Michaella, telefonda bunları dinleyince, "Ama ben de stresli bir kadın oldum bu rakunlarla" diye üsteleyecek olmuş. Telefondaki adam, hiç aldırışsız, "O önemli değil, hanımefendi" demiş, "Siz bir sinir hapı yutabiliyorsunuz. Oysa hayvanlar yutamıyor.

Böylece Michaella rakunları ve sincapları ve.. evet, dahası da var -köstebekleri, kirpileriyle bahçesini bir arada sürdürmeye çalışıyor. Herhalde zaman zaman bir sinir hapı yutuyordur.

Bu anlattığım durumlarla bizim memleketteki 'medeniyet' ve 'doğa' kavramlarının ne kadar farklı olduğunu düşündüm. Oxford'da geceleri tilkilerin çığlıklarını dinlerdik. Londra'da arkadaşım Hikmet bahçelerine ziyarete gelen gelincik gibi çeşitli 'vahşi' hayvanları anlatırdı.

Evet, 'vahşi'! Kavram bu. 'Medeniyet' ve 'vahşet', birbirinin karşıtı olan bu iki kavram bizim aklımızdaki. Tabii burada yalnız Türkiye'yi de kastetmiyorum. Durumun İran'da veya hatta Yunanistan ya da Bulgaristan'da çok farklı olacağını sanmıyorum. 'Medeni' olmak, 'vahşi' denen şeyleri barındırmamayı içeriyor. Onun için bizim gibi memleketlerde bırakın kentler bir yana, dağda bayırda bile 'vahşi' hayvan kalmadı, son kalanları da tükeniyor.
 

Oysa buralarda insanlar bizim oralardakinin çok daha ilerilerine giden 'kentleşme/modernizasyon' vb. süreçler içinde, 'Ne yapsak da doğal hayatı zedelemeden işimizi görsek' derdindeler. Bu anlayışta 'medeni', 'vahşi' olanı yok etmiyor, öldürmüyor, kendi içinde ama yaşayacağı bir yer yaratmaya çalışıyor.

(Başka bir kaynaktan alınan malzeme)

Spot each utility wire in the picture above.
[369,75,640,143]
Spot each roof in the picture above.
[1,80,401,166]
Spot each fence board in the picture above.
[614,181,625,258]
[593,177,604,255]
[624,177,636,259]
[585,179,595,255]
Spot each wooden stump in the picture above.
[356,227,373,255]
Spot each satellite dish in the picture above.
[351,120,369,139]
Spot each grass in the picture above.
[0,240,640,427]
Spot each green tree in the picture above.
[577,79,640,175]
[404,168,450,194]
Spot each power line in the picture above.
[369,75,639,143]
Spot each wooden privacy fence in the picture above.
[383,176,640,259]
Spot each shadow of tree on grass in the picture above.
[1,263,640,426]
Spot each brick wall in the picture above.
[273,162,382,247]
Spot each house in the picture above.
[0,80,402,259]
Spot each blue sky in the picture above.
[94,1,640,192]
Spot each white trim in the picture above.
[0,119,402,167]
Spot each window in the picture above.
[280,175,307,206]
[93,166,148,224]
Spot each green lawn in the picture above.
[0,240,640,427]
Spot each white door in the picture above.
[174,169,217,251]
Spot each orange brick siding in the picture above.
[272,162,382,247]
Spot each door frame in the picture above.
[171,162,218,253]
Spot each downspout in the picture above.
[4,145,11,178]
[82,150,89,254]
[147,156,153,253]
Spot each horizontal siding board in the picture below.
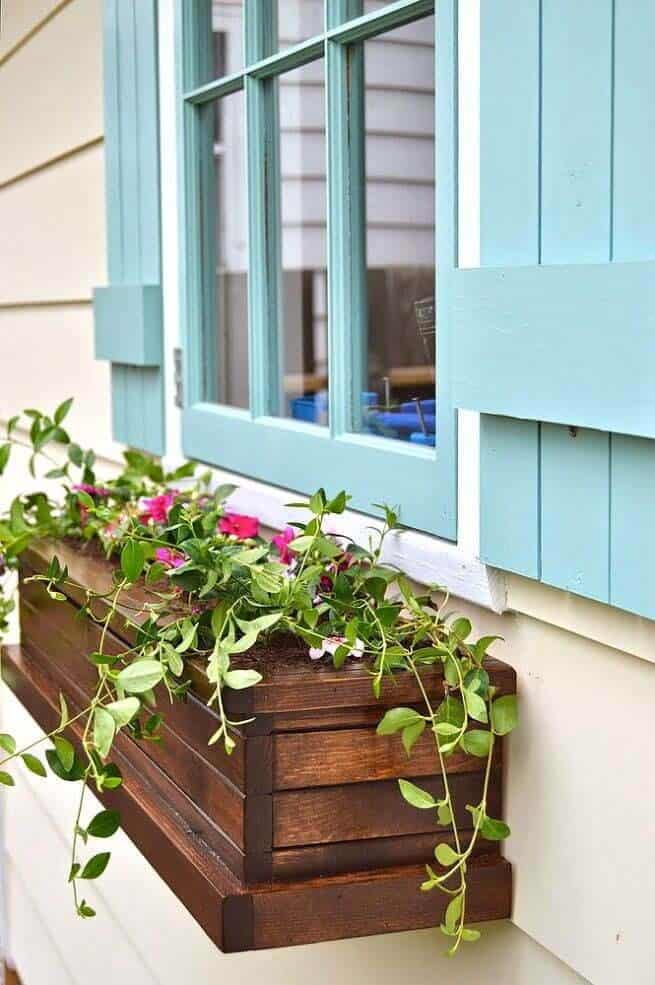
[0,2,102,185]
[541,424,609,602]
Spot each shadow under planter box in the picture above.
[3,543,516,951]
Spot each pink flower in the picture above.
[71,482,111,498]
[155,547,186,568]
[271,527,296,564]
[139,489,177,523]
[218,513,259,540]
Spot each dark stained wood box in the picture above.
[3,543,516,951]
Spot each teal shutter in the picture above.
[94,0,165,455]
[452,0,655,618]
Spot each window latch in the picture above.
[173,349,184,410]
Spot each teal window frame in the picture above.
[177,0,458,540]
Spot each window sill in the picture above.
[195,469,507,613]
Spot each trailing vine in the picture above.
[0,400,517,954]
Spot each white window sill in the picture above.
[182,469,507,613]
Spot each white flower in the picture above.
[309,636,364,660]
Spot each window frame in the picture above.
[176,0,458,540]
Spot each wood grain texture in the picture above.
[9,544,515,951]
[273,769,501,848]
[2,647,511,951]
[273,728,498,790]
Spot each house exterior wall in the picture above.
[0,0,655,985]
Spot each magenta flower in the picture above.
[139,489,177,523]
[271,527,296,564]
[71,482,111,499]
[155,547,186,568]
[218,513,259,540]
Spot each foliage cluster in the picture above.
[0,400,517,953]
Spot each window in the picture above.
[179,0,457,539]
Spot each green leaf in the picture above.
[80,852,111,879]
[434,841,459,868]
[68,444,84,469]
[104,698,141,728]
[450,618,473,642]
[434,722,460,736]
[376,708,423,735]
[175,619,198,653]
[401,718,425,756]
[230,633,257,653]
[77,900,96,919]
[52,735,75,773]
[93,708,116,759]
[45,749,85,782]
[86,811,121,838]
[437,804,453,827]
[121,540,146,582]
[461,729,491,758]
[462,688,488,722]
[434,697,464,727]
[480,814,512,841]
[86,653,118,667]
[116,660,164,694]
[444,893,464,930]
[309,489,325,516]
[237,612,282,633]
[473,636,503,663]
[398,780,437,810]
[443,657,459,687]
[212,599,230,637]
[21,752,48,776]
[223,670,262,691]
[491,694,519,735]
[59,691,70,729]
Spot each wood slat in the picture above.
[273,770,501,848]
[3,647,511,951]
[273,728,498,790]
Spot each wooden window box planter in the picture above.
[3,544,515,951]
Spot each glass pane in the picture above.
[276,0,324,51]
[202,86,248,408]
[186,0,244,88]
[354,17,436,445]
[276,59,328,424]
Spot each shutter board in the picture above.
[476,0,655,618]
[94,0,165,455]
[452,260,655,438]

'Niye böyle?' derseniz, ben bunu 'modernizasyon' dediğimiz şeyin bu ülkelerin bağrından çıkmış olmasına bağlıyorum. Kendi ürettiği şeye karşı daha bilinçli olmayı ve onun denetlenmesi gerektiğini öğretmiş. 'Amanın çok geç kaldım! Ne etsem de şu öndekilere yetişsem?' diye bir telaşı yok. Ayrıca, yarattığı 'modernizasyon'la, 'teknoloji'yle nelere kıydığının da daha çok bilincinde. Önemli olan, bunun bir 'kıyım' olduğunu anlaması ve telafi etmek için her türlü tedbiri almaya hazır olması.

Onun için burada sincabıyla birlikte yaşamak bir 'gerilik ayıbı' değil, tersine, 'ileri' olmanın ölçütü.